Cada vez, con los años, me impresiona más el sermón de la montaña. Percibo cada vez más su novedad, en la continuidad, eso sí, con la Ley. Veo cada vez más a Jesús como ese Nuevo Moisés: «Habéis oído que se os dijo… pero yo os digo». Y qué fuerza tendrían para el auditorio las palabras que recordamos hoy: «vosotros sois la luz del mundo… sois la sal de la tierra».
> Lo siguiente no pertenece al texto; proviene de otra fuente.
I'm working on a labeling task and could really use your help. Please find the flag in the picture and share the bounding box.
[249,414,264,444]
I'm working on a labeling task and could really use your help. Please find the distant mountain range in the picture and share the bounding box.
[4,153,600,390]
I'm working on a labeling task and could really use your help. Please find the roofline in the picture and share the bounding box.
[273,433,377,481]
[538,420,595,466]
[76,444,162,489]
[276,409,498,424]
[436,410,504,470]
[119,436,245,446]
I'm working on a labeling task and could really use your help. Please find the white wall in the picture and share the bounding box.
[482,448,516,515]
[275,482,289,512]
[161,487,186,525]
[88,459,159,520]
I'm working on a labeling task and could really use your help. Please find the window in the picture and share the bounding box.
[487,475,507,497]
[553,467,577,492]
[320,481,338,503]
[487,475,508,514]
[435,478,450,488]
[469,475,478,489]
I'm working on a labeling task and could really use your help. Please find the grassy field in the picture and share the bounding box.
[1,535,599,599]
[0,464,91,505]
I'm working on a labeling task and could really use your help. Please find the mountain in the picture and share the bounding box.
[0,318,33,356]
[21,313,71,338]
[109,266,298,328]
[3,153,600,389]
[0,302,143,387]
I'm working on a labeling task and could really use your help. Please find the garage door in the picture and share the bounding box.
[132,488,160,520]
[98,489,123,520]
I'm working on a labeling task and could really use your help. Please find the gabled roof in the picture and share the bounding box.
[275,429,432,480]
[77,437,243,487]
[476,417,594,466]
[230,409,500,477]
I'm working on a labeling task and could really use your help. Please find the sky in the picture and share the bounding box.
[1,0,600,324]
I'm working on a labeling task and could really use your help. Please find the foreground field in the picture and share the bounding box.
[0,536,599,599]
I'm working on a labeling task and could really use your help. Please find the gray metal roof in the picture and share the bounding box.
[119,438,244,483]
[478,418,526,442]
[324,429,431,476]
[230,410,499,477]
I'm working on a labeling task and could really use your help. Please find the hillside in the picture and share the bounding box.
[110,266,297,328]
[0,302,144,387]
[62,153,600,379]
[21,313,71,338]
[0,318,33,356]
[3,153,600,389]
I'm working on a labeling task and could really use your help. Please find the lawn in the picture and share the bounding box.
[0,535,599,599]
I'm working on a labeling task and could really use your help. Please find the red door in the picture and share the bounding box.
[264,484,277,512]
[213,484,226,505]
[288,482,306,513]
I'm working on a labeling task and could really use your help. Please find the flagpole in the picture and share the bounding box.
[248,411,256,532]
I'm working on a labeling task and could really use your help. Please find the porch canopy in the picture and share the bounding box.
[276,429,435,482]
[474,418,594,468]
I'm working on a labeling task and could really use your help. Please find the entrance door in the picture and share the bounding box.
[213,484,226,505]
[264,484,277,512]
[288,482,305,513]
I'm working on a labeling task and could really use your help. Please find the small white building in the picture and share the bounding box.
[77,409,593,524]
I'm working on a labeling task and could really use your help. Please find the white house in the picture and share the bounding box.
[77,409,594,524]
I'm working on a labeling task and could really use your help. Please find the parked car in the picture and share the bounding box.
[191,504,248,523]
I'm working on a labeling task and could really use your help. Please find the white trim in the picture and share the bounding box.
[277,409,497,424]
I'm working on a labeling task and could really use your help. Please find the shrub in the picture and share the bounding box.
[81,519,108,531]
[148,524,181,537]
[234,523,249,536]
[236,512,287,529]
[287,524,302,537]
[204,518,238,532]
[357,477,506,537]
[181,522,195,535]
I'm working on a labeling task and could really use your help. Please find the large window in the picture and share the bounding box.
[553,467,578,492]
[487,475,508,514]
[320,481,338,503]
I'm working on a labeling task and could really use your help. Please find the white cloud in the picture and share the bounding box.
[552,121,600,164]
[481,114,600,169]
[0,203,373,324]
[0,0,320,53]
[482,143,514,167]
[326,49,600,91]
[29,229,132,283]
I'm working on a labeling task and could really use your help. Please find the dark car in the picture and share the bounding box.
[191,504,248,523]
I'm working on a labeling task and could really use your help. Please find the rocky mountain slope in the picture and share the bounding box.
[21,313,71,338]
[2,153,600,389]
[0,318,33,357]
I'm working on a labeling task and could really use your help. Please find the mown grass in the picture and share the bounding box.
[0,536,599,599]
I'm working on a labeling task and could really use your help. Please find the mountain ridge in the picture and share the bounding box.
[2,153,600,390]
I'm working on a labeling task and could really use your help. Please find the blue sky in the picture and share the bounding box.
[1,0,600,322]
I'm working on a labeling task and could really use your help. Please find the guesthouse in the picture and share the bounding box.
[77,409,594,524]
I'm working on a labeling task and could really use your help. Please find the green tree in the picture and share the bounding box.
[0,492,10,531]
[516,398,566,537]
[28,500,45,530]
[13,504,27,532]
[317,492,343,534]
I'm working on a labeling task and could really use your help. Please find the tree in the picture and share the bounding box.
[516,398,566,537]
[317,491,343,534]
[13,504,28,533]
Sobre todo porque en ese auditorio habría pocos «expertos» en algo, doctores, gente importante… Los discípulos de Jesús, más allá de nuestra formación o de nuestra cuenta bancaria, somos todos luz del mundo y sal de la tierra. Como san Isidoro de Sevilla, a quien hoy celebramos, procedente de una familia todo de santos, pero en medio de un pueblo bárbaro como eran los visigodos. Dios le dio una gran sabiduría al dejarse hacer por Él. También a nosotros nos dará esta sabiduría para saber iluminar y dar sabor, si nos abrimos a su Espíritu.

Y eso no quiere decir que debamos hacer grandes cosas. Simplemente, dar testimonio en nuestra vida cotidiana. Si tenemos -somos- esa luz, quizá alguien se sorprenda al verla, y se pregunte qué le falta a él, y entonces podremos decirle: «Ven y verás».